Il veut en effet démontrer que Mgr Mignot n'a eu aucune illusion et n'a eu aucune part aux graves défauts de la doctrine de l'exégète qui relève de trois champs distincts : celui de la critique historique, celui de la dimension catholique de l'Église, celui de la foi en la transcendance. Dans deux de ces trois domaines, Mgr Mignot s'est clairement démarqué de Loisy. A propos du premier, il "aurait voulu qu'il donnât une place plus grande à l'argument de la tradition orale" 56 , et à propos du troisième, nul ne peut douter que l'archevêque d'Albi "a vécu et qu'il est mort dans la foi au Dieu personnel de l'Église catholique" 57 . La seule concession concerne le fait que Mgr Mignot n'a pas, non plus que von Hügel, perçu derrière le caractère catholique qui animait l'œuvre de Loisy, la tendance à une dérive individualiste et naturaliste.

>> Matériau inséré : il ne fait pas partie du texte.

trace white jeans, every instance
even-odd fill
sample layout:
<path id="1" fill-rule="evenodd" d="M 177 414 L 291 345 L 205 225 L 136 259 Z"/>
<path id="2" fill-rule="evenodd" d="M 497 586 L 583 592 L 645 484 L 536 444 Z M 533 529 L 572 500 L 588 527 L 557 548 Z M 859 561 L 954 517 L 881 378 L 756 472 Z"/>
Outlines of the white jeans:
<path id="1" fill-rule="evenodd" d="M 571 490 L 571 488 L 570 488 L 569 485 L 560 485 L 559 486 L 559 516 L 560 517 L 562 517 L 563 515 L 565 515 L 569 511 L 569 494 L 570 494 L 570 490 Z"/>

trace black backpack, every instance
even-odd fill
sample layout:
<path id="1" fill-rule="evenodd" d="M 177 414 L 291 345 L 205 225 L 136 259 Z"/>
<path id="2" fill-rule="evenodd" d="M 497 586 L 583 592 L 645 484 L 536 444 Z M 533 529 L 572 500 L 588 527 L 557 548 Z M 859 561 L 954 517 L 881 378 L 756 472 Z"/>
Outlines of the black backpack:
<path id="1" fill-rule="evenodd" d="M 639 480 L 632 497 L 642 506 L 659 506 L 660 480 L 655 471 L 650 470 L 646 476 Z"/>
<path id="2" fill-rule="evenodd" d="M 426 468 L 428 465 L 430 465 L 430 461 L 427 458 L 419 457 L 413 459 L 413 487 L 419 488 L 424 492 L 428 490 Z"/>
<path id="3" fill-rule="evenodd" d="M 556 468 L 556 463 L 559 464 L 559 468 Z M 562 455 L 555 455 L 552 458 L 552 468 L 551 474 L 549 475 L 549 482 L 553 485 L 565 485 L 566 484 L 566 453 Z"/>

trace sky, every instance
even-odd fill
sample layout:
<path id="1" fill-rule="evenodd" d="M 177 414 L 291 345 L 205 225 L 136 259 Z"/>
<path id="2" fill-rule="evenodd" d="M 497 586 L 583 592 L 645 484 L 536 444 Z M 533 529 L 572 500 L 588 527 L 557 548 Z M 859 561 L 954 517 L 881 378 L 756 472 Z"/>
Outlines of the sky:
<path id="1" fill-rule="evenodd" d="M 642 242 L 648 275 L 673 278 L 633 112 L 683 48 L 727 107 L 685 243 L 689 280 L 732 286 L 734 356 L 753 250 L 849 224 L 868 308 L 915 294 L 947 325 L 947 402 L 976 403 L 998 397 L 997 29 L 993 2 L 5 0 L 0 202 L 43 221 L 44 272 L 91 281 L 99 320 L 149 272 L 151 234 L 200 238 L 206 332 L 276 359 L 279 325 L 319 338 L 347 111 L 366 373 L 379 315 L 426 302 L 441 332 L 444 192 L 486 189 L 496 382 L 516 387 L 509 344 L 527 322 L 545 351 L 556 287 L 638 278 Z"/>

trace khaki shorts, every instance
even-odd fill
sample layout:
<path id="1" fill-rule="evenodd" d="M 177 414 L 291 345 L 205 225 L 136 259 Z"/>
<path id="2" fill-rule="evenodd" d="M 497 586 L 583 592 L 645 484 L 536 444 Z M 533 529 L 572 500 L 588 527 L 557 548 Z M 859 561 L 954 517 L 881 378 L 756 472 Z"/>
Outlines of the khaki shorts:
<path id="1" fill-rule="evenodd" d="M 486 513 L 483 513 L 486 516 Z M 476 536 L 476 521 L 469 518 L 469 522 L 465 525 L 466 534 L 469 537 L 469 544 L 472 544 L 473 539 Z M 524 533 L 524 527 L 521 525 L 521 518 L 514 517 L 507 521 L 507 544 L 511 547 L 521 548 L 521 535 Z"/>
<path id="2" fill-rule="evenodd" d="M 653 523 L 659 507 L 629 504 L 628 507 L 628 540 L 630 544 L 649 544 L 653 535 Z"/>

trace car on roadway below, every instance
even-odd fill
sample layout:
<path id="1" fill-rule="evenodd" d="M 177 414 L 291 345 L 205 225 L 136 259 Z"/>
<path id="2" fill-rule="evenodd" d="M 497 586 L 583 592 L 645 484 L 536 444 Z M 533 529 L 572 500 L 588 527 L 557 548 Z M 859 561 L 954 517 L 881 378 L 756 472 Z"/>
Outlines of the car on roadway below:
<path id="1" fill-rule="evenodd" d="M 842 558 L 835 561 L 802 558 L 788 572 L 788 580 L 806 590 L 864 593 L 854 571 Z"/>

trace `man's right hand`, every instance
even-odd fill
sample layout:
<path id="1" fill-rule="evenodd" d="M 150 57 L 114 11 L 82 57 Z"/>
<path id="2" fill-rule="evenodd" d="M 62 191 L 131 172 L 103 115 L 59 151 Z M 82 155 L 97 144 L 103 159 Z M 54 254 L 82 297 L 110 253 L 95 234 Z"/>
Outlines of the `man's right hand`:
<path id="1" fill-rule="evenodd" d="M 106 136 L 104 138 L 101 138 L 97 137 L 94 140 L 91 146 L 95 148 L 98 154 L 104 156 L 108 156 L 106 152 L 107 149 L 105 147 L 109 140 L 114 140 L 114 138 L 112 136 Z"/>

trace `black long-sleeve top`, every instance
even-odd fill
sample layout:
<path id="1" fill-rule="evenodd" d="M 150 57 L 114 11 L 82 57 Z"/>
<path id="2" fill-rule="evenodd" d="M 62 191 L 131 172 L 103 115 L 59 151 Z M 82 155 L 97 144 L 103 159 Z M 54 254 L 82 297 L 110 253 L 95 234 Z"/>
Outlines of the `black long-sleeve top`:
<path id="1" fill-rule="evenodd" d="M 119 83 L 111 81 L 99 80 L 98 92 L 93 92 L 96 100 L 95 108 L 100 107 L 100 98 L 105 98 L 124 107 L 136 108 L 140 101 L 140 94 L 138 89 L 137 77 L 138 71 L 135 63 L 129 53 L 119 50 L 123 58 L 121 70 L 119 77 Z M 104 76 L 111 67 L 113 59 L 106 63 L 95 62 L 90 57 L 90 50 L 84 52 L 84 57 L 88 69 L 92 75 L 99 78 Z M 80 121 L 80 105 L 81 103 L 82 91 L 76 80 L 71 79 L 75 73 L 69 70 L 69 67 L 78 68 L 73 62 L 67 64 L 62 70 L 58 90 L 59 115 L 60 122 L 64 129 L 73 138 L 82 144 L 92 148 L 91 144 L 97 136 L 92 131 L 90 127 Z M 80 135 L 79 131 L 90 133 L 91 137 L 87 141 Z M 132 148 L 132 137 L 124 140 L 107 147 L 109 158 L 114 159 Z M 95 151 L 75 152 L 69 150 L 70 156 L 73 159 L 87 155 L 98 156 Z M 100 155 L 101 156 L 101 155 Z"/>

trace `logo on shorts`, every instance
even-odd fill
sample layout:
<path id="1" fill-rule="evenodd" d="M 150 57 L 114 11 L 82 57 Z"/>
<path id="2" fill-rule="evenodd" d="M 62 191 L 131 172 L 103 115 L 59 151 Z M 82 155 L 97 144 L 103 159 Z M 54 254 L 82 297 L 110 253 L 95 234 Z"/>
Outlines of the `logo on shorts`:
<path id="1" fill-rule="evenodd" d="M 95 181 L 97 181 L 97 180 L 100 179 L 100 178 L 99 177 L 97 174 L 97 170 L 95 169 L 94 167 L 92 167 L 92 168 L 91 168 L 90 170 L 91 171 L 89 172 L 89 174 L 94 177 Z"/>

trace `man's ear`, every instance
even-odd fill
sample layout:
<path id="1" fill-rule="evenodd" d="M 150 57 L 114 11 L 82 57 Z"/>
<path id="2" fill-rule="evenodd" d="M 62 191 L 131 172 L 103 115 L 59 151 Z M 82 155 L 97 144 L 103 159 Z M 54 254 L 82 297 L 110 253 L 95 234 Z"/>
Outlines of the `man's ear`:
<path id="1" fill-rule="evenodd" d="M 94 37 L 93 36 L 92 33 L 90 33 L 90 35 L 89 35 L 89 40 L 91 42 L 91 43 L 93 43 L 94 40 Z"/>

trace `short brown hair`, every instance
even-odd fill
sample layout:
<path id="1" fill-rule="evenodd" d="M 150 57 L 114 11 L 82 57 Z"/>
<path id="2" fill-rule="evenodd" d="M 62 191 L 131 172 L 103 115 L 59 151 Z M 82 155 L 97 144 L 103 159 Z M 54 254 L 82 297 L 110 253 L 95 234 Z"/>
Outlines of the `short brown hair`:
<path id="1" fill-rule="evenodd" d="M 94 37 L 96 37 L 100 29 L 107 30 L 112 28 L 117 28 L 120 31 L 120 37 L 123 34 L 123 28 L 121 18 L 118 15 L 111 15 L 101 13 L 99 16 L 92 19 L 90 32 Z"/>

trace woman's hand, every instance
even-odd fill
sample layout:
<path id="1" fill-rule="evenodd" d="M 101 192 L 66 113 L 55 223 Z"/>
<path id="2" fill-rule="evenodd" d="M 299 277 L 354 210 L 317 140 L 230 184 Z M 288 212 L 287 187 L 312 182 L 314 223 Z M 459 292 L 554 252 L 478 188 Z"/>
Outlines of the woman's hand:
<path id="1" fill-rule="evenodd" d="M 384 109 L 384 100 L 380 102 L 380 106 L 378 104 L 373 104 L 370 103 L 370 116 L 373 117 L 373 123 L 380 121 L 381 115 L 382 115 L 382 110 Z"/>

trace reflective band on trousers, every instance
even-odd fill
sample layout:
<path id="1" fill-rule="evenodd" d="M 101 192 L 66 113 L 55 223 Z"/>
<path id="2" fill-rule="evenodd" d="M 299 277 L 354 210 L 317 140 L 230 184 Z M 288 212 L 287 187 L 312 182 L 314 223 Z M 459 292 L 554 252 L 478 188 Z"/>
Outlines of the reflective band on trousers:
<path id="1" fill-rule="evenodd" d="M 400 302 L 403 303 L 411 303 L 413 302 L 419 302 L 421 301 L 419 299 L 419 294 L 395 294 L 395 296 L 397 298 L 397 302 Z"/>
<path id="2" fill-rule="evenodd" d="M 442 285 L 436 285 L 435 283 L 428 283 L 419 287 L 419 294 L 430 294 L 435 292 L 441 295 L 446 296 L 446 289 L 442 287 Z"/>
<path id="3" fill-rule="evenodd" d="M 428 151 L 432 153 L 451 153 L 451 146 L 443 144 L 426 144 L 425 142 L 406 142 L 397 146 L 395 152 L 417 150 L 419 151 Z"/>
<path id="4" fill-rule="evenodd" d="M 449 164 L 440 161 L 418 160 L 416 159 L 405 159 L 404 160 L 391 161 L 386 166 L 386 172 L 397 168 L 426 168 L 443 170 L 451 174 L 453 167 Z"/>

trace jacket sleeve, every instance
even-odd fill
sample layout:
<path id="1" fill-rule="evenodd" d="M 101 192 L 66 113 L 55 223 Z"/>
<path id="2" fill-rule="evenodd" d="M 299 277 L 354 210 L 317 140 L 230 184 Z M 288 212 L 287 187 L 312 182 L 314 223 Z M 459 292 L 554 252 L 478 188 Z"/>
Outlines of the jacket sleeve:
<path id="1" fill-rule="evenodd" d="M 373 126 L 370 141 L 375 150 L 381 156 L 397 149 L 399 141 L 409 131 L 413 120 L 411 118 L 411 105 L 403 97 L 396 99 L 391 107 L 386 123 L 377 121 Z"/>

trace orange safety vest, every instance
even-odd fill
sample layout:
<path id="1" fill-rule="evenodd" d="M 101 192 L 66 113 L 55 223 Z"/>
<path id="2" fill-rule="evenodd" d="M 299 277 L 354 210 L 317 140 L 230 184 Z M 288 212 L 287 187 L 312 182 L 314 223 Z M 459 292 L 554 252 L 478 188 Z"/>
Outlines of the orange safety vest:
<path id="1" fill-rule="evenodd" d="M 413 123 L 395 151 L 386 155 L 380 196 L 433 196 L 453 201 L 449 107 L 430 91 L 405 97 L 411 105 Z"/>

Le texte français accentue encore le caractère apologétique de l'exposé dans la mesure où il passe sous silence le long passage dans lequel von Hügel explique que le fait de n'avoir pas été très apprécié à Rome n'enlève rien à l'orthodoxie de Mgr Mignot :

‘Il est naturellement impossible de nier que l'archevêque avait un tempérament, des talents, des perspectives et des affinités manifestement différents de ceux de Pie X et qu'il était sans cesse traité par Rome à peine plus que comme un docteur non-condamné 58 .’

Cela dit, le baron estime que tout compte fait Mgr Mignot n'a jamais été plus impopulaire à Rome que ne l'ont été, en leur temps, le cardinal Newman ou le cardinal Manning à la fin de sa vie. A ces illustres exemples anglais, il ajoute quelques exemples français : "Bossuet... défenseur des articles gallicans ; Fénelon, un type immortel de saint évêque catholique, pourtant condamné pour ses "Maximes des Saints" et Mabillon, le pieux bénédictin [...] dont plusieurs livres sont à l'Index". Et il conclut :

‘Cette liste voulait seulement illustrer [...] combien il est peu en accord avec les faits complexes de l'histoire actuelle, d'attaquer constamment une orthodoxie, sans patience ni discernement 59 .’

Bref, le fait de ne pas être bien en cours à Rome ne doit sûrement pas être interprété comme un signe certain d'hétérodoxie et ne saurait être un critère fiable pour mesurer le degré d'attachement à l'Église.

Notes
50.

RCF, 1er juin 1918, t. XCIV, n° 561, p. 347.

51.

Lettre du 7 mai 1918, BN, Naf 15645, f° 306. Le baron lui répond : "J'ai sincèrement accepté votre jugement quant à l'obscurité quasi complète de mon court article sur Mgr Mignot. Ce sont toujours les autres, et jamais nous-mêmes qui sont, ou même qui peuvent être les juges décisifs, non de ce que nous voulions faire, mais de ce que nous avons produit", lettre du 18 octobre 1918, BN, Naf, 15657, f° 148.

52.

Mémoires, t. III, p. 355.

53.

Gustave Bickell (1800-1900), orientaliste autrichien qui s'était converti au catholicisme. Professeur à l'université d'Innsbruck, il avait eu le baron von Hügel comme élève.

54.

art. cit., p. 352.

55.

D'après Loisy, il s'agirait de sir Alfred Lyell (Mémoires, t. III, p. 358). Voir notice infra p. 127.

56.

Art. cit., p. 355.

57.

Art. cit., p. 356.

58.

"It is of course, impossible to deny that the Archbishop represented a temperament, gifts, outlooks and affinities markedly different from those of Pope Pius X, or that he was ever treated by Rome as more than a non-condemned teacher", Contemporary Review, p. 524.

59.

"This list would only illustrate […] how little in keeping with the complex facts of actual history is an orthodoxy pressed without patience or discrimination", Contemporary Review, p. 525.